At its best, religion offers a crucible for alchemy, that mysterious process where the rough stuff of life can be transformed into what is precious. This happens through holding sacred the great mysteries of existence, using ritual, art, music, sound and smell to activate our connection to the patterns of the universe and at the same time so disturb us that we realise we are not separate selves but part of an inexplicable interconnectedness. As a result, boundaries quite naturally fall down allowing mercy and justice to become commonplace. This is the life of the Spirit that we yearn for at our deepest core.

 

During the last 10 months my life has been dismantled and my own addiction to the familiar patterns has been unraveled.

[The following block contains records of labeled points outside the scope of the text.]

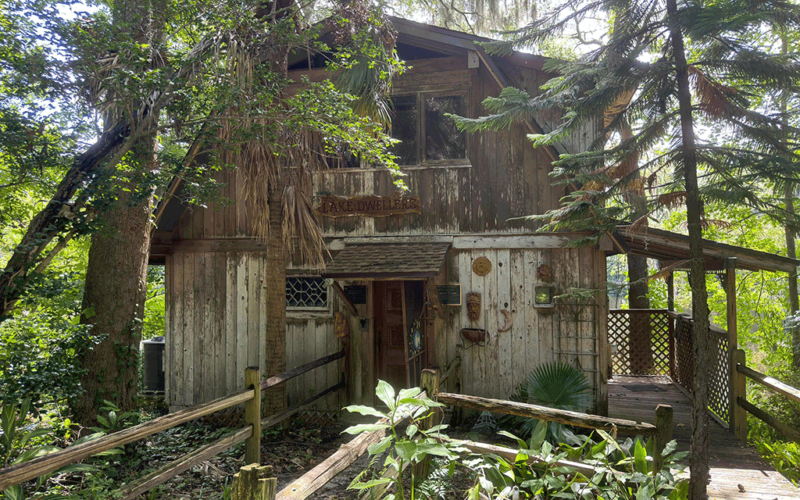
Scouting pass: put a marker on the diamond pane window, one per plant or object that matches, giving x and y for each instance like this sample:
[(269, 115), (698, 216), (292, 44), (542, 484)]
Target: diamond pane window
[(306, 293)]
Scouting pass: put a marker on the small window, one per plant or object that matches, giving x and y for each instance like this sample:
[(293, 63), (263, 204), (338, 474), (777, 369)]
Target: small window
[(439, 141), (404, 129), (306, 293), (443, 141)]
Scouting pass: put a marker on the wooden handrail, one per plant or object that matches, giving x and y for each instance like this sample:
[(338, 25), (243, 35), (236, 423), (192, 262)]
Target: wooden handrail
[(142, 485), (48, 463), (770, 383), (551, 414), (32, 469), (769, 419), (283, 377)]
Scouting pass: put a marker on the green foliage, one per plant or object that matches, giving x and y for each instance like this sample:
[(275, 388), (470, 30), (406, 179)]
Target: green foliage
[(555, 385), (621, 471), (402, 448), (783, 455)]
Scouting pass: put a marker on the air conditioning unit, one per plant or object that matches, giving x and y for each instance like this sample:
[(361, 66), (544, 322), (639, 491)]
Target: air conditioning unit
[(153, 365)]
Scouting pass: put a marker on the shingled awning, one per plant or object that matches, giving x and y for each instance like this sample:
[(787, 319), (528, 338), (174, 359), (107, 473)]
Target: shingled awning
[(388, 260)]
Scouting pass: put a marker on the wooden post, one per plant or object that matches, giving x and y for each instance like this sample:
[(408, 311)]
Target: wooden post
[(671, 291), (739, 414), (429, 381), (730, 291), (254, 482), (663, 435), (252, 416)]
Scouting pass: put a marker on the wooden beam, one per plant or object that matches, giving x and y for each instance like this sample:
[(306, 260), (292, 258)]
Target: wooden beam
[(181, 465), (46, 464), (280, 417), (252, 416), (770, 420), (740, 391), (317, 477), (770, 383), (550, 414), (733, 341), (351, 308), (283, 377)]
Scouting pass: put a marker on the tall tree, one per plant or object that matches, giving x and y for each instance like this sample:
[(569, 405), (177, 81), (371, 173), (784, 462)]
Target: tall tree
[(684, 63), (115, 290)]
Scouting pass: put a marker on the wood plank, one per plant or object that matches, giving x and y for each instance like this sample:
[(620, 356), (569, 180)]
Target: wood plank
[(577, 419), (770, 383), (505, 340), (45, 464)]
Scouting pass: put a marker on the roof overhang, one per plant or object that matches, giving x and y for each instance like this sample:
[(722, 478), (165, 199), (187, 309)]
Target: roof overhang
[(387, 261), (671, 248)]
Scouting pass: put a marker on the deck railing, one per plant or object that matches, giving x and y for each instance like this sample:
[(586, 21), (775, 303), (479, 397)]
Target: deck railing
[(250, 434), (661, 342)]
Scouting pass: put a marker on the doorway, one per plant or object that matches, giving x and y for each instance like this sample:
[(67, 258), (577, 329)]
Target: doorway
[(400, 340)]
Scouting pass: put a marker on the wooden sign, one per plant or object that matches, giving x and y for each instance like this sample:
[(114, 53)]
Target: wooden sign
[(449, 295), (369, 206), (356, 293)]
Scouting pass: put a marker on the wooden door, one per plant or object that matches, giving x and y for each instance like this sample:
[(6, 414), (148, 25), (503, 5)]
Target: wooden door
[(389, 333)]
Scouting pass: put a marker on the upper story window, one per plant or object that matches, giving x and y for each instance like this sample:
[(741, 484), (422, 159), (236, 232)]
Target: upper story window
[(304, 292), (426, 134)]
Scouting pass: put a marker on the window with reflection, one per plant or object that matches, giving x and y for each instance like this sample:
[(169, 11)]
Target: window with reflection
[(440, 140), (443, 141)]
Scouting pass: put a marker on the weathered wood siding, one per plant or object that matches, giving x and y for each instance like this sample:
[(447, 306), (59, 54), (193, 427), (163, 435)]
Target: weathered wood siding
[(502, 178), (569, 333), (216, 324)]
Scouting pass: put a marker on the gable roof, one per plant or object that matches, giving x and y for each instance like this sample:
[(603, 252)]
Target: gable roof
[(170, 208)]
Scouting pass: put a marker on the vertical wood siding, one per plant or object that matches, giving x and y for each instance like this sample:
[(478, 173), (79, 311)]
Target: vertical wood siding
[(538, 335)]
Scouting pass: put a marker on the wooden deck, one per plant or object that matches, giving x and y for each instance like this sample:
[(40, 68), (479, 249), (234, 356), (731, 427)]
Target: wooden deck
[(734, 465)]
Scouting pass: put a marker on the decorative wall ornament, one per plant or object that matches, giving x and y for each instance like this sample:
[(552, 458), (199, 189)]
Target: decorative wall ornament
[(545, 273), (341, 325), (474, 306), (482, 266), (509, 321)]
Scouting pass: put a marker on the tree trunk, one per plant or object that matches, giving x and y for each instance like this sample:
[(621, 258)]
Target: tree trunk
[(113, 304), (116, 276), (698, 461), (275, 349), (791, 248)]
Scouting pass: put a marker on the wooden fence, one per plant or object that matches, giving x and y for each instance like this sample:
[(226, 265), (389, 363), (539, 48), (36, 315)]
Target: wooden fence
[(262, 487), (670, 338), (741, 374), (250, 434)]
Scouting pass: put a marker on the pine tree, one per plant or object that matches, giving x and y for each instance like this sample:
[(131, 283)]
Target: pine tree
[(684, 64)]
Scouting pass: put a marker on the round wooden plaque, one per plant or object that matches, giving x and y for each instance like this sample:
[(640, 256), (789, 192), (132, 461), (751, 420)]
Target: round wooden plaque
[(481, 266), (544, 273)]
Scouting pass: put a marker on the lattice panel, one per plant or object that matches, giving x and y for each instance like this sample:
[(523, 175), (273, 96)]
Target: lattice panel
[(718, 376), (684, 353), (306, 292), (643, 342)]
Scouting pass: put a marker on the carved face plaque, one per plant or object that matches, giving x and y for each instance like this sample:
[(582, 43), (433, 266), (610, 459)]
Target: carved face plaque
[(481, 266), (473, 306)]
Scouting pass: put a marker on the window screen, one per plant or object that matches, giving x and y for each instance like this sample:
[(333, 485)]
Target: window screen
[(404, 129), (443, 141), (306, 293)]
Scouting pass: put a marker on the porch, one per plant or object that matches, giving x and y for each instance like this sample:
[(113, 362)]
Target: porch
[(640, 382)]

One of the things I’ve learnt is that we live in a neurological trap that allows us to keep expanding our mind, that is, to learn an infinite number of new patterns, but also acts as a limit to our growth by allowing familiar patterns to give us reassuring feedback. This is why you want to listen to Classic Hits and think Eminem is gross. Stravinsky instinctively understood that music, like nature, needed constant upheaval if we were to grow and he used dissonance to create that change.

 

Jesus was an expert at dissonance in another way. He was a character steeped in his tradition and skilled in the art of Mediterranean oral debate who could argue the toss with the best of them in public stoushes. He also used stories that had familiar patterns, recognizable to his audience and, like a Jodi Picoult novel had a sting in the tail that created a jarring dissonance for individuals and communities.

 

Right now, it seems we exist within a legalistic church structure addicted to familiar patterns of belief and behaviour. Concerned with each jot and tittle of the law if the offering from Bishop Philip into the GLBT discussion is anything to go by. Not too much different to the religious challenges the Jesus faced in 1st century Palestine.

 

We can go along with it or challenge this addiction by creating a ruckus as radical as the one prompted by Copernicus and Galileo with their crazy idea that the Earth was orbiting the sun. Turning long held and untested beliefs upside down.

 

Music, science and story. A disturbing trinity that could help us review all that we do as a church, shine light on why we have developed the belief systems we have and how we need to dramatically change our focus. If we engaged this enchanting trinity, we may be able to lift our eyes to the stars to regain the sense of wonder experienced by our ancestors and have something to offer beyond the partition walls that we have built. Awesome in the best sense of the word.

 

The great revolutionary Albert Einstein once said, never lose a holy curiosity. I think Jesus would agree with that revised Great Commission and might add, Fear not, for you will find me in that quest.

 

May the mysterious three unsettle and encourage you to new creativity.